A Fact Table is a central table in a star schema of a data warehouse. A fact table stores quantitative information for analysis and is often de normalized. A fact table works with dimension tables and it holds the data to be analyzed and a dimension table stores data about the ways in which the data can be analyzed. A fact table consists of two types of columns. The foreign keys column allows joining with dimension tables and the measure columns contain the data that is being analyzed.
For example I am using “AdventureWorksDW2012”.
This Database design for Data warehouse.
FactInternetSales table is a Fact table.
If we will see in cube Fact table is surrounded by dimensions. See below
Fact: FactInternetSales
Dimension: prefix start with Dim
Type of facts
Ø Non-additive: we cannot use aggregation function such as SUM (), AVG () etc. on non-additive facts. For example of this type of fact is any king of ratio or percentage.

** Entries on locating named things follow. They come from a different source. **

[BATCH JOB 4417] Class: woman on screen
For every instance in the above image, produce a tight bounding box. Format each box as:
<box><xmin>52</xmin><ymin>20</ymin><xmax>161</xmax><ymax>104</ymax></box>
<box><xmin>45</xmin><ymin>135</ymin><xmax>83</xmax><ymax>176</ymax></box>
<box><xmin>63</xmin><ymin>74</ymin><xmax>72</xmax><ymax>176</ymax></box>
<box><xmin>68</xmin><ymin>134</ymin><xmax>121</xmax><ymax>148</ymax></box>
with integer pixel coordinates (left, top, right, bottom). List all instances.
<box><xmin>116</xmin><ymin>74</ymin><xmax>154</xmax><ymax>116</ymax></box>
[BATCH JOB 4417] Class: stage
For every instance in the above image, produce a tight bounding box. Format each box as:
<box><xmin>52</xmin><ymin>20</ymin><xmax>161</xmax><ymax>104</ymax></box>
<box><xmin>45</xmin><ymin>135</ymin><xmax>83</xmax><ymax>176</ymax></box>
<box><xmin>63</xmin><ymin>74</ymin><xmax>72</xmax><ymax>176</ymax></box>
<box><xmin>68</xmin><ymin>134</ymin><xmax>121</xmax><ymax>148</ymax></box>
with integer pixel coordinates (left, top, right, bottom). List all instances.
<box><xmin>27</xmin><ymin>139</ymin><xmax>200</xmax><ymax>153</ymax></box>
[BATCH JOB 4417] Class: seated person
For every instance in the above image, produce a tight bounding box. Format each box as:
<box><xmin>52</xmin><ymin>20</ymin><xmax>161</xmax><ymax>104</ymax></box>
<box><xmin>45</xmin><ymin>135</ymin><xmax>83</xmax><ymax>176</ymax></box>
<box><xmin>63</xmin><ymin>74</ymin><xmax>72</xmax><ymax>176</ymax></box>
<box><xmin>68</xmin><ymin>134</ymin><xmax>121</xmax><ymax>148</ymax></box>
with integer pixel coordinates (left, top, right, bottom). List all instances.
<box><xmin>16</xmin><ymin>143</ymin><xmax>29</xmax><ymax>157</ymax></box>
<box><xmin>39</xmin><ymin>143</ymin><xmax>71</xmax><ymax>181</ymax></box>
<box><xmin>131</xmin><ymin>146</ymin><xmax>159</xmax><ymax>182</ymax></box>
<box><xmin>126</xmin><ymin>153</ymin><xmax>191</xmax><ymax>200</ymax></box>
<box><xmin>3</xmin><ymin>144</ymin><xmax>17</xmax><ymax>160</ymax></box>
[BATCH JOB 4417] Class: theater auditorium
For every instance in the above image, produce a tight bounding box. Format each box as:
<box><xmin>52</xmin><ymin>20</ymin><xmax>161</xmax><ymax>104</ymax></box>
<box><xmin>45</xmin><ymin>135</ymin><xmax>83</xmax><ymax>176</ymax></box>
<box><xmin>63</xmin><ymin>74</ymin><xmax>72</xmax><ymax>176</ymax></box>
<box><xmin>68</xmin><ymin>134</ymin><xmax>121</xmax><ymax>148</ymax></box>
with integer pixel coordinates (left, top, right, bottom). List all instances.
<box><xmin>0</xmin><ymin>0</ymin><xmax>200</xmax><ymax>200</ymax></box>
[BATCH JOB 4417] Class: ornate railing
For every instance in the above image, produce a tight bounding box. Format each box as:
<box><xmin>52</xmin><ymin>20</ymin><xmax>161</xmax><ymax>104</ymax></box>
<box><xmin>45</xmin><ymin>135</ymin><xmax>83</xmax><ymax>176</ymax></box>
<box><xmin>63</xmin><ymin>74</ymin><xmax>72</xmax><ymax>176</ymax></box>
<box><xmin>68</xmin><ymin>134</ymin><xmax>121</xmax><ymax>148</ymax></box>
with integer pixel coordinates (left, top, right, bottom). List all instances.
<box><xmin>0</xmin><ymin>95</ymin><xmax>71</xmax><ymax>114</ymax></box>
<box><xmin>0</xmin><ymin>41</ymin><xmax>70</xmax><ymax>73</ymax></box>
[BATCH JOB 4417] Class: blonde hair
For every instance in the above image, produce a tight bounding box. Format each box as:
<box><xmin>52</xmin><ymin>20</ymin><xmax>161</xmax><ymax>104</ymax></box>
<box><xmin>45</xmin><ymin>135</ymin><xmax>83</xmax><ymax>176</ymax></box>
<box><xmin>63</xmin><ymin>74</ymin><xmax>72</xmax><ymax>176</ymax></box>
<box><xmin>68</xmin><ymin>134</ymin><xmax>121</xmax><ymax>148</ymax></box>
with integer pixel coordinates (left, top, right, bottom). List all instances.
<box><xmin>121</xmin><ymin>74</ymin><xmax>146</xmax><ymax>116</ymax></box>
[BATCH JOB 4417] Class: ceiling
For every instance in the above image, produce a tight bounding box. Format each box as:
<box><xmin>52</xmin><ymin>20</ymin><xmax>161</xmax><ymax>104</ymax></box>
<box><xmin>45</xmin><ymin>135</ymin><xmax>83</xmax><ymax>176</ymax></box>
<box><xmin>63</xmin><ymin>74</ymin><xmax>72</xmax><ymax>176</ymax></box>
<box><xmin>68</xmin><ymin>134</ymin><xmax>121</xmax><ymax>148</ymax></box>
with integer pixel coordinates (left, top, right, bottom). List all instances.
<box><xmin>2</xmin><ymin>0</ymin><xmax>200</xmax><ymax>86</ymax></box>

Ø Semi-additive: Semi-additive facts are those where only a few of aggregation function can be applied.
Ø Additive: in this type of facts we can be used with aggregation function like sum, avg etc.
Type of Fact Tables
Ø Transaction fact table: A Transactional table is the most basic and fundamental. The grain associated with a transactional fact table is usually specified as one row per line in a transaction. It holds data of the most detailed level causing it to have great number of dimensions associated with it.
Ø Snapshot fact table: The snapshot fact table describes the state of things at a particular time and contains many semi- additive and non- additive facts.
Ø Accumulated fact table: The accumulated fact table is used to show the activity of a process that has beginning and end.
Ø Fact less fact table: Fact less fact table which contain no measures. We call it as fact less fact table. These tables are used to capture the action of the business process.